■日本海海戦とは (にほんかいかいせん)
日本海海戦とは、1905年(明治38年)5月27日-28日)、日露戦争で対馬沖を戦地として、日本の連合艦隊とロシアのバルチック艦隊(バルト海艦隊)との間で行われた艦隊決戦のことです。日本以外では、「ツシマ海戦 (= Battle of Tsushima) 」と呼ばれています。

日露戦争の時、帝政ロシアは日本海軍の3倍近い艦隊を保有していたにもかかわらず、艦隊を各地に分割しており、また黒海艦隊の出撃をトルコに阻まれていた事によって、日本に対して戦闘行為が可能な艦隊は、「ロシア太平洋艦隊」だけでした。

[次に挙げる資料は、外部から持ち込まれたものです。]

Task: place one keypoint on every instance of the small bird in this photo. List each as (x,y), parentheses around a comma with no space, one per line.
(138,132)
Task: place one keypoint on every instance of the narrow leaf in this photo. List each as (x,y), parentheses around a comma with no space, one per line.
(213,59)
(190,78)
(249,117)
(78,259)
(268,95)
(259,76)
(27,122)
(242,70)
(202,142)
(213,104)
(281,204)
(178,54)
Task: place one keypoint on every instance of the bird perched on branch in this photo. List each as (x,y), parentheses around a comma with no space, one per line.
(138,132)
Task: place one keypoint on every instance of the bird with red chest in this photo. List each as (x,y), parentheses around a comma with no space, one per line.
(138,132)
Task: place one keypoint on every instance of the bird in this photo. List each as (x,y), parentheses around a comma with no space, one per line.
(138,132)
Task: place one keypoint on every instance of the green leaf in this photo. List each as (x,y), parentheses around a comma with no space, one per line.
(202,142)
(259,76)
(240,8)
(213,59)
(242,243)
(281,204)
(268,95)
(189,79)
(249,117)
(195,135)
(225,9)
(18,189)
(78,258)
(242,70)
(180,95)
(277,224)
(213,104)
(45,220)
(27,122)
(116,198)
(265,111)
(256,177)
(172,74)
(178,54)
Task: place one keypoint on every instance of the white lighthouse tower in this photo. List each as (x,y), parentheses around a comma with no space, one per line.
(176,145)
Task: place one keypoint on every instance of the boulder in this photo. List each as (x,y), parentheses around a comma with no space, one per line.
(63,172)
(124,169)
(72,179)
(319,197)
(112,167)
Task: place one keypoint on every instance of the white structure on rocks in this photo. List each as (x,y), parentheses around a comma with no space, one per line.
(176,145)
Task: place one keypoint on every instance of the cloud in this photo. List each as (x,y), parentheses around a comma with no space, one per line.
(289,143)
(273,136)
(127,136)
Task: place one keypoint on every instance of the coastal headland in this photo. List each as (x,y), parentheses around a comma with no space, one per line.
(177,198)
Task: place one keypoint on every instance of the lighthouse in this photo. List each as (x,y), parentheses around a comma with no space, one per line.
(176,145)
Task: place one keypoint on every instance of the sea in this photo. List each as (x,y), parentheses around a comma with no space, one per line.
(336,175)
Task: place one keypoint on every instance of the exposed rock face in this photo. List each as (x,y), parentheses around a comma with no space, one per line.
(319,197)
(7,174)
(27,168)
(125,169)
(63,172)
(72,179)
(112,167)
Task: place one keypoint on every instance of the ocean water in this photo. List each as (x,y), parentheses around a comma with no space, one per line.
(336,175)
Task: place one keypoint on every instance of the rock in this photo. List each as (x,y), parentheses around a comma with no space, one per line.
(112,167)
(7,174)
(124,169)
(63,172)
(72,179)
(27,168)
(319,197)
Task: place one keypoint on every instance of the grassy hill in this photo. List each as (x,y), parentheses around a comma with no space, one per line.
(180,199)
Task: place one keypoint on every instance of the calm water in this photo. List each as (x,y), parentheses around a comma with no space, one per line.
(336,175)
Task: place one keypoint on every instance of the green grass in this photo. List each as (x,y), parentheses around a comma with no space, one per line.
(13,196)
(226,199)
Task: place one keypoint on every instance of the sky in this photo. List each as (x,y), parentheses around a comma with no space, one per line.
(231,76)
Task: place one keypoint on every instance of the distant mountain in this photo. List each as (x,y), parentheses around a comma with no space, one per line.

明治37年(1904)、帝政ロシア海軍首脳部は、「太平洋艦隊のみでは日本艦隊に対抗できない」と判断し、新編艦隊の極東派遣の艦隊(バルチック艦隊)の編成を決定。ロジェストウェンスキー中将率いるバルチック艦隊を増援部隊として、極東に派遣することにし、ロジェストウェンスキー司令長官は、旗艦スワロフ以下、主力艦38隻からなる大艦隊(太平洋第2艦隊=バルチック艦隊)を編成し、日本艦隊の撃滅を目指して10月15日リバウ港を発進しました。
   
対する日本艦隊は、大陸で展開中の陸軍への補給輸送路の安全確保のために、周辺の制海権の確保を目指し、黄海海戦にてロシア・旅順艦隊、蔚山沖海戦で、ウラジオストク艦隊を撃破し、ロシア太平洋艦隊を事実上無力化して、バルチック艦隊を迎え撃ちました。

明治38(1905)年5月27日未明、バルチック艦隊が九州の西対馬海峡に現れ、付近を哨戒中の信濃丸からの報告により、東郷司令長官は、「敵艦見ゆとの警報に接し、連合艦隊はただちに出動これを撃滅せんとす。本日天気晴朗なれど波高し」の第1報を大本営に打電して旗艦三笠 以下の連合艦隊を率いて、鎮海湾から出撃しました。対馬沖で、バルチック艦隊と連合艦隊は激突。 東郷平八郎長官は、旗艦三笠のマスト高く戦闘旗を、ついで1時55分、「皇国の興廃此の一戦に在り、各員一層奮励努力せよ。」という有名なZ旗信号を揚げ、全軍の士気を鼓舞し、日本海海戦が始まったのです。
海戦は、連合艦隊の敵前大回頭(東郷ターン)で始まり、有名な丁字戦法で2日間・10次にわたる果敢な攻撃の末、ロシア艦隊は戦力の大半をこの海戦で失う一方、日本側の損失は水雷艇3隻沈没の軽微で、世界海戦史上、稀に見る完全勝利でした。この海戦における日本の勝利は世界を驚かせ、この日本海海戦を契機に、米国のルーズベルト大統領の仲介によって、ポーツマスで日露講和会議が実施されることとなりました。日本海海戦は、日露戦争の勝利を導く上で決定的な役割を果たし、日本に平和をもたらしたのです。